Il y a de cela deux ans, j’ai senti une douleur dans l’un de mes seins. Au début, je je l’ai mis sur le compte de l’ovulation et autres étapes du cycle menstruel, parce que les douleurs étaient périodiques. C’est ce qui était trompeur et donc très dangereux. Ensuite je me suis auto palpé ; j’ai senti un petit nodule dans mon sein gauche. Et là j’ai commencé à flipper ; vous savez comme si on m’avait dit que je mourrais dans l’heure qui suivait. Donc j’ai pris un rendez-vous chez un docteur. Je suis allée me faire palper les seins, que dis-je dire malaxer, tripoter, écraser les seins dans tous les sens. Pas par un, ni deux, mais trois médecins, comme pour me dire “Mademoiselle, votre cas est grave, je ne peux pas le gérer seul”. Trois médecins, je me voyais déjà faire de la chimio ( je le dis de manière respectueuse). Mais c’était un mal pour un bien, une impudeur nécessaire voire vitale.  Palpation, mammographie, échographie. Je suis passée par toutes les étapes. Ensuite l’attente a été longue, très longue. C’est en ce moment que tu te fais des films sur ce que sera ta vie avec un cancer ; alité, teint ciré, corps frêle, chute de cheveux. Un test de routine, ça passe encore, mais quand tu sens une boule dans ton sein, et qu’en plus du liquide en sort ( oui c’est dégouttant, être malade, ce n’est jamais joli) , c’est un cauchemar. On passe par toutes les émotions et sentiments : peur, colère, incompréhension, espoir, désespoir, résignation.  Mais… moi j’ai une chance incroyable, que dis-je, une Grâce. Je rends grâce chaque jour, parce que dans mon cas, le couperet n’est pas tombé. Il s’agissait juste d’une infection qui sortait de je ne sais d’où. Mais malheureusement, certaines femmes, à un pourcentage assez élevé, n’ont pas cette grâce, et souvent ne le savent que trop tard.
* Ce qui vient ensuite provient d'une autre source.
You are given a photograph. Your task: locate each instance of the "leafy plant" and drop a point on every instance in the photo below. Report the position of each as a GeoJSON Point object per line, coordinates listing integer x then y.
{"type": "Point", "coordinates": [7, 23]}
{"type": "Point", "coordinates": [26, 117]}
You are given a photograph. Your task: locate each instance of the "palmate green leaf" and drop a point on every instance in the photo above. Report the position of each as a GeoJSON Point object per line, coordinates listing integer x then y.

De cette expérience, je retiens deux choses:

  • être à l’écoute de son corps, c’est très important.
  • Et, ça n’arrive pas qu’aux autres.

Je peux vous dire à l’instant, combien de lobules comptent mes seins. C’est vous dire que je maîtrise à la perfection tous les contours de mes seins. C’est devenu un toc, un réflexe. Toutes les nuits, je palpe mes seins.
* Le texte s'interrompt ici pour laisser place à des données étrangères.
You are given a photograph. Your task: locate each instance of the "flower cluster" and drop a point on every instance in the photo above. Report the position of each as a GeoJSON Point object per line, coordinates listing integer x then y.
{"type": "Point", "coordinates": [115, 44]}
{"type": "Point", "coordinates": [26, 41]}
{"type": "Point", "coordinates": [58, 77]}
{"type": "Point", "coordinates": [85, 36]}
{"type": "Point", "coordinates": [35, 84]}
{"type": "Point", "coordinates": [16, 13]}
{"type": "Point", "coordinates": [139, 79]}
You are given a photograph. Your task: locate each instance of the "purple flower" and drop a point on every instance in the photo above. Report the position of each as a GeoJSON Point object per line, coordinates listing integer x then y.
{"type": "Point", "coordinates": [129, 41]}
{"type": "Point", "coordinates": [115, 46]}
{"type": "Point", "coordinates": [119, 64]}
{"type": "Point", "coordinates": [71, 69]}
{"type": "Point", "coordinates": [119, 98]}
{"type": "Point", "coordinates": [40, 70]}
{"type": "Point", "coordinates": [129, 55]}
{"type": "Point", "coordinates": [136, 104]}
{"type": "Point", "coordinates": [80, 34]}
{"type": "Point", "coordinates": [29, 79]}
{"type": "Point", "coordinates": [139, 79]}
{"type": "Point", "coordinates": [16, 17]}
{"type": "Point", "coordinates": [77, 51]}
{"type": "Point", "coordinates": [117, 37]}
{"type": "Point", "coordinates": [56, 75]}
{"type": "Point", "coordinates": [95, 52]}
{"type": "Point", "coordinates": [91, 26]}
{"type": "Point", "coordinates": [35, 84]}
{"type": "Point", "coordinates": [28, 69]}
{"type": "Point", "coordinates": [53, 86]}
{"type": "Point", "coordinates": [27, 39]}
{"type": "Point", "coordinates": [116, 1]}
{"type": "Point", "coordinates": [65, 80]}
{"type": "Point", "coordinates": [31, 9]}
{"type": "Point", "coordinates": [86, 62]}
Je n’aurai jamais pensé faire une mammographie et toutes les analyses de ce genre un jour; je n’y pensais jamais. Et s’il y a bien une réflexion que font les femmes noires et surtout africaines c’est : c’est une maladie de blancs. ET BIEN NON. C’est une maladie qui touchent toutes les femmes, blanches comme noires et qui tuent plus les africaines, parce que méconnue par celles-ci. Cette campagne sur internet est super importante, hyper bien pensée et a permis je crois, à beaucoup de jeunes filles de s’informer sur ce cancer. Mais malheureusement, nos mères et grand mères au village n’ont pas accès à internet.  Cette campagne doit se faire encore plus en zone rurale. Coller des affiches dans les dispensaires, c’est bien, mais combien d’entre elles savent lire ? That’s the question. Ma modeste personne tient à remercier, soit dit en passant l’ONG Espérance et vie nouvelle pour la campagne « Octobre Rose » et pour tout le travail effectué sur le terrain tous les jours.. Même s’il y a encore beaucoup de terrain à couvrir.

Ayez ceci en tête, et surtout parlez-en autour de vous. Dépister précocement la maladie, c’est y survivre. L’idéal, vous en guérissez ; au mieux, c’est l’ablation. Sinon vous n’y survivriez pas.  Il n’y a pas de tare à être malade et surtout pas de honte à avoir. Ce sont vos seins, palpez les, touchez les. Au mieux faites une mammographie tous les ans. N’hésitez jamais à aller voir un médecin. JAMAIS.

Et pour cette journée des droits de la femme, comme pour toutes les journées d’ailleurs, retenez que vous des perles, des reines. Mais avant tout des Hommes et que vous devriez avoir, vous aurez, vous avez les mêmes droits qu’un homme.